Adil Maqdish's Folk Art: An Artistic Approach to Tunisian and Arabic Folk Tales and Legends

Issue 47
Adil Maqdish's Folk Art: An Artistic Approach to Tunisian and Arabic Folk Tales and Legends

 Monthir Mutaibi’ - Tunisia


The name of the artist Adil Maqdish is associated with folkloric art in its various manifestations. This art focused on women to communicate several feelings, thoughts and symbols within the space of drawings. It makes for very rich and comprehensive images.


The artist’s work, which represents aspects of Arab-Islamic heritage, is rich in folk ornamentation and Islamic adornment. This richness has been observed by some Western researchers interested in Islamic arts. French scholar Alexandre Papadopoulo considers “fear of emptiness” as the core impetus behind Islamic art (and its heavy use of ornamentation). In our opinion, this extends to behavioral and communicative aspects of the Arab-Islamic culture.

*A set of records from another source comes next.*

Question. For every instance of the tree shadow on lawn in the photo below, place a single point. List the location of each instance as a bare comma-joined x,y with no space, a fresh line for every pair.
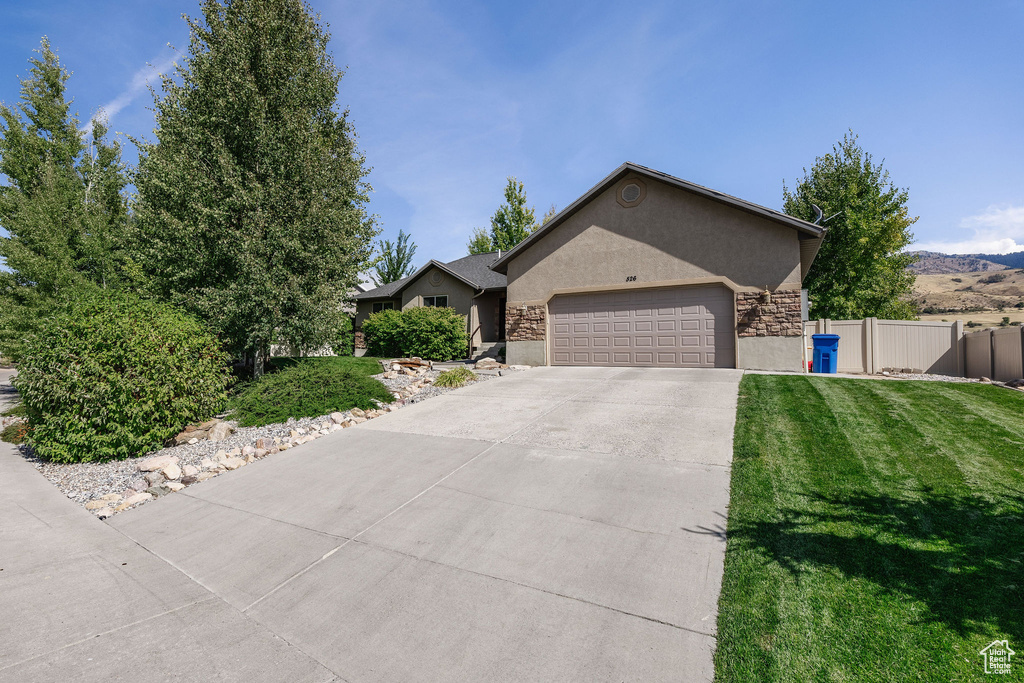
962,556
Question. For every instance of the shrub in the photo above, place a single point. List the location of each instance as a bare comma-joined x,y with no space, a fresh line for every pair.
437,334
14,433
114,377
15,411
307,389
455,377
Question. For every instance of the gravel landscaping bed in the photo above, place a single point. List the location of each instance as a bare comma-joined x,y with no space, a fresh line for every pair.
105,486
933,378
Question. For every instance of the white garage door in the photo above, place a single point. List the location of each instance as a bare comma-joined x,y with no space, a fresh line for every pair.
685,327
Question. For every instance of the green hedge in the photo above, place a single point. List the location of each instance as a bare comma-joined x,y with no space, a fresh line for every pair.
307,389
437,334
115,377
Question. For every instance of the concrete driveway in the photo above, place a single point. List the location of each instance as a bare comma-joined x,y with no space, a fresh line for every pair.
552,525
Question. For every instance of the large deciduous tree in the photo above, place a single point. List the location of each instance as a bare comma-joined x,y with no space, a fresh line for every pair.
61,207
395,260
252,200
512,222
861,269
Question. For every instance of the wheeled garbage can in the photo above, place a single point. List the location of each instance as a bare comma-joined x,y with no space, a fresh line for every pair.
825,353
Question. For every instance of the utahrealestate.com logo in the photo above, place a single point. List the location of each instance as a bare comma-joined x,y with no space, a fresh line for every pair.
997,655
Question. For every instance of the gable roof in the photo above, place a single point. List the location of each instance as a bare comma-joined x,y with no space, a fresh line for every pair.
807,228
474,270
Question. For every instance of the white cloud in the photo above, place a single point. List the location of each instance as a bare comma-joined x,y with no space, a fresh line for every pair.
139,82
997,229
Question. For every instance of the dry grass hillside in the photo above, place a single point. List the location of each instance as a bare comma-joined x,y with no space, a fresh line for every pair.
975,296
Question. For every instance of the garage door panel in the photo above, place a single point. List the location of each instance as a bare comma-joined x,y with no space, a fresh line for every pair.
681,327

Most of Adil Maqdish's works are so decorative with a creative selection of colours and shapes. His interest in the Sirat Bani Hilal (al-Hilali epic), Phoenician mythology, and Tunisian and Arabic mythology is part of a series in which he presented Tunisian and Arab folklore, in general, and portrays his passion for surreal art.

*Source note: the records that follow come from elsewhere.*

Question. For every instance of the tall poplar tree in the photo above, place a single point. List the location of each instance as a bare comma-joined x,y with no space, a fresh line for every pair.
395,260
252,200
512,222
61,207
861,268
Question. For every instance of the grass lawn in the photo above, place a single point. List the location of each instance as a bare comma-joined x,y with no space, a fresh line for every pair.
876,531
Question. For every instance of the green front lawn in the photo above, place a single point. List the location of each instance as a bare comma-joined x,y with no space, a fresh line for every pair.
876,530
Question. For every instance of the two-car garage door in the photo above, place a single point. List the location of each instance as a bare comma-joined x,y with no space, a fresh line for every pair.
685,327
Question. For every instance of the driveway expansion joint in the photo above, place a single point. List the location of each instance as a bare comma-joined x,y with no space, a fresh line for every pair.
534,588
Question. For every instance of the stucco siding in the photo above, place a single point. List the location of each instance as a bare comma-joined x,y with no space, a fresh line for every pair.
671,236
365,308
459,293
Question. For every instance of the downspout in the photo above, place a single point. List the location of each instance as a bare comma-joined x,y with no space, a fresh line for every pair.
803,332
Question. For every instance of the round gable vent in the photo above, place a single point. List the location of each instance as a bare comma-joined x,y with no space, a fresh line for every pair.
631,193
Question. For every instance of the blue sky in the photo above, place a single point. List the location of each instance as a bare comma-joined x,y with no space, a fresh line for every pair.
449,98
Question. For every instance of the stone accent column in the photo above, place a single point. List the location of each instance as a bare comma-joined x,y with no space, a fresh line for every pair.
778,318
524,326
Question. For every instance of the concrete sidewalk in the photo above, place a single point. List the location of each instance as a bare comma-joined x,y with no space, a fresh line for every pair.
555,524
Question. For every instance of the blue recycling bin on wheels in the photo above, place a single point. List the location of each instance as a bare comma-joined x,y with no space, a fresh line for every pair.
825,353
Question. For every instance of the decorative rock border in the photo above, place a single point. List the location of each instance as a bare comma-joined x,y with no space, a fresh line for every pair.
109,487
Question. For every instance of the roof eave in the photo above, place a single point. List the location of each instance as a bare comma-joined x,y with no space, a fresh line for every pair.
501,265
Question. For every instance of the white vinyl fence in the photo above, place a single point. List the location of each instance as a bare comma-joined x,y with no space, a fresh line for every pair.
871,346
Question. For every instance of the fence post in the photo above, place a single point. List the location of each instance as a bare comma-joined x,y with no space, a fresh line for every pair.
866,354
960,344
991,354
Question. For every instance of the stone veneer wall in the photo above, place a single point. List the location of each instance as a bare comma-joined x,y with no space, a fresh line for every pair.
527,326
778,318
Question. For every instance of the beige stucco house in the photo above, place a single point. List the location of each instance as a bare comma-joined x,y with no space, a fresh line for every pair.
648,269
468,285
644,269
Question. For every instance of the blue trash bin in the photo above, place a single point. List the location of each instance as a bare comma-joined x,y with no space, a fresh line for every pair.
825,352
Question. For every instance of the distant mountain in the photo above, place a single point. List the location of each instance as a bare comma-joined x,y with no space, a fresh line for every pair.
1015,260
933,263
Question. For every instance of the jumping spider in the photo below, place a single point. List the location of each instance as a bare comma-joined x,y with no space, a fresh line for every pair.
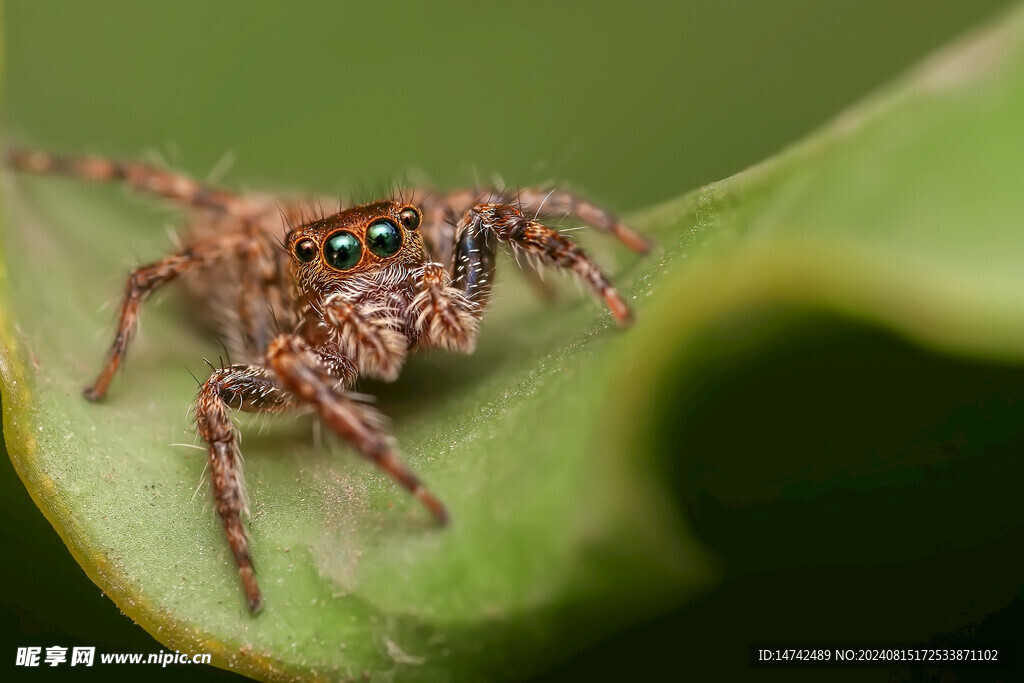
357,290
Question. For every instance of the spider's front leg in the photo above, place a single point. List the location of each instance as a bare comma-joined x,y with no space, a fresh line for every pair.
143,281
300,370
484,224
249,388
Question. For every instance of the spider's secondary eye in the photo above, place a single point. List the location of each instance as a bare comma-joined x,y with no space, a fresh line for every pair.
305,250
383,238
410,218
342,250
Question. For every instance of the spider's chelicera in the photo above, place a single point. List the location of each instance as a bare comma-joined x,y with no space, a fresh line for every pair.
349,295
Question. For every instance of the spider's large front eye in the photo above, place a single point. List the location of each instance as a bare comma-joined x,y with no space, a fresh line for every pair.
342,250
383,238
305,250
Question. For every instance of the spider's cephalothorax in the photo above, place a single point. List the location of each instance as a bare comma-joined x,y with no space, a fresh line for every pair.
350,294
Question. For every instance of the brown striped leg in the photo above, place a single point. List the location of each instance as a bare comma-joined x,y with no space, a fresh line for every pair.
441,313
249,388
143,281
551,203
368,334
300,372
142,177
258,278
558,203
507,224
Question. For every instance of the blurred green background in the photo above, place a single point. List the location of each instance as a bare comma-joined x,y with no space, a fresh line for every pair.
631,103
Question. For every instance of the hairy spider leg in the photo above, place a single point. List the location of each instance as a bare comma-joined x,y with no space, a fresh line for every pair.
483,224
143,281
358,424
249,388
142,177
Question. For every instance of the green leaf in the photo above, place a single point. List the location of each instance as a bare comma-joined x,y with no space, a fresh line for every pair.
821,390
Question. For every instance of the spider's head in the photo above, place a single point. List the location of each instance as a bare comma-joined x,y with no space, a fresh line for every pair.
360,241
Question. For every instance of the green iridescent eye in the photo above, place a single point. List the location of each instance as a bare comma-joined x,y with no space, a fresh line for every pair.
342,250
305,250
383,238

He was aware of the fine thread that connects the folk heritage of Tunisia and the Arab world, in general, to the world of fantasy and dream. His obsession with portraying the events of ancient legends enabled him to convey his thoughts and feelings, and we find those legends and myths consistent with his ideas and attitudes towards historical events that are part of Tunisia’s ancient history.


The artist describes his relationship with his art: "I have a painful memory of the Romans, the Turks, the Spaniards, and the tribes of Bani Hilal armies... I painted the Dido's fertility on the skins of the sacred cows. I engraved the face of Jughatra in the markets of the barbaric horses. I engraved on the walls of the African temples the drawings of the shore ships and their sails which are woven from women’s hair”.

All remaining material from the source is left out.